Bombed-out cars on highways. Mothers weeping over dead children. A small boy seemingly asleep, the back of his head blown off.
Evidence of civilian casualties is not hard to find in Iraq, but as fierce fighting rages in the south and Baghdad is battered by bombs, nobody can count them.
The Iraqi government reported 194 civilian dead on Tuesday. The Red Cross said it can vouch for 14, but there could be many more. A Web site that compiles Western news media reports said between 199 and 278 were reported dead.
The reality is that none of these figures is complete or accurate.
``There are no solid figures on civilian casualties,'' Geoffrey Keele, UNICEF's spokesman for Iraq, said Tuesday in Amman, Jordan.
US officials say they are taking great pains to avoid killing civilians. Iraqi officials mock their assertions and are largely succeeding in convincing large parts of the world that the war is targeting innocents.
As for overall figures, however, there is little information.
The International Committee of the Red Cross says it has counted 14 dead and 110 injured since Sunday in airstrikes on Baghdad. It has no figures for other parts of the country.
"We usually don't give casualty figures unless they're the result of our immediate observation," said Muin Kassis of the Red Cross in Amman.
In the southern city of Basra, where UN Secretary-General Kofi Annan has warned of a humanitarian catastrophe, Kassis said: "We have no accurate account of casualties."
The Web site www.IraqBodyCount.net, which compiles news reports, gives a minimum count on civilian casualties of 199, and a maximum of 278. The range is due to conflicting reports.
Iraqi officials have reported more than 200 civilian casualties.
But most of the evidence of civilian casualties is anecdotal -- although no less powerful.
Journalists, taxi drivers and refugees who show up at this border tell of dozens of bombed-out cars lining the highway from Baghdad.
Iraqi newspapers publish photographs of decapitated bodies.
Every day, most Arab television stations show footage from Iraqi hospitals, where men, women and children lie in agony from injuries attributed to US missiles.

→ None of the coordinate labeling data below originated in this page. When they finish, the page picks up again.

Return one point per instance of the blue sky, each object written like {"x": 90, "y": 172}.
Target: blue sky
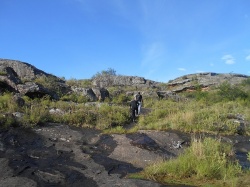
{"x": 159, "y": 40}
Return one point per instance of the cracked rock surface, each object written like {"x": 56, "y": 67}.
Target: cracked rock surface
{"x": 59, "y": 155}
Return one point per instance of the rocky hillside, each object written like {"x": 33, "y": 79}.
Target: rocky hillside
{"x": 25, "y": 79}
{"x": 204, "y": 81}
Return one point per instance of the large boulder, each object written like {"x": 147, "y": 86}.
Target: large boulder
{"x": 20, "y": 77}
{"x": 119, "y": 80}
{"x": 34, "y": 90}
{"x": 203, "y": 81}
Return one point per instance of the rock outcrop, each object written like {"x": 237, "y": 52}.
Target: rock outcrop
{"x": 119, "y": 80}
{"x": 204, "y": 81}
{"x": 23, "y": 78}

"My son was killed in the shelling," wailed a woman dressed in black, lying in a hospital bed next to another son, a toddler. Her image was broadcast on the Saudi-owned al-Arabiya network.
Perhaps the greatest impact came from Qatar's al-Jazeera network, which showed an Iraqi boy, maybe 12 years old, his head half blown off and a tranquil expression frozen on his face.
An al-Jazeera anchor apologized for showing such disturbing pictures, but said: "The world should know the truth."
Still photos taken from the network were carried on the front pages of newspapers across the Arab world. "America's missiles of freedom assassinate the children of Basra," read a headline in Lebanon's leading newspaper, As-Safir.
Syria's official news agency SANA reported that a US missile hit a passenger bus carrying fleeing Syrian workers on Sunday, killing five people and injuring 10. A US Central Command spokeswoman said she had no information on the report.
Another US missile killed a Jordanian taxi driver on Thursday while he made a phone call at Kilo 160, a rest stop 24km west of Baghdad.
Taxi driver Sameer Sabah, a friend of the dead man, went pale when he heard one of his passengers at the Jordanian border speaking Spanish. Spain has been a key supporter of the US-led war.
"Get out of my car before I do something," he said in a chilling monotone. "Your people killed my friend. He was killed by the cold hands of the American Army."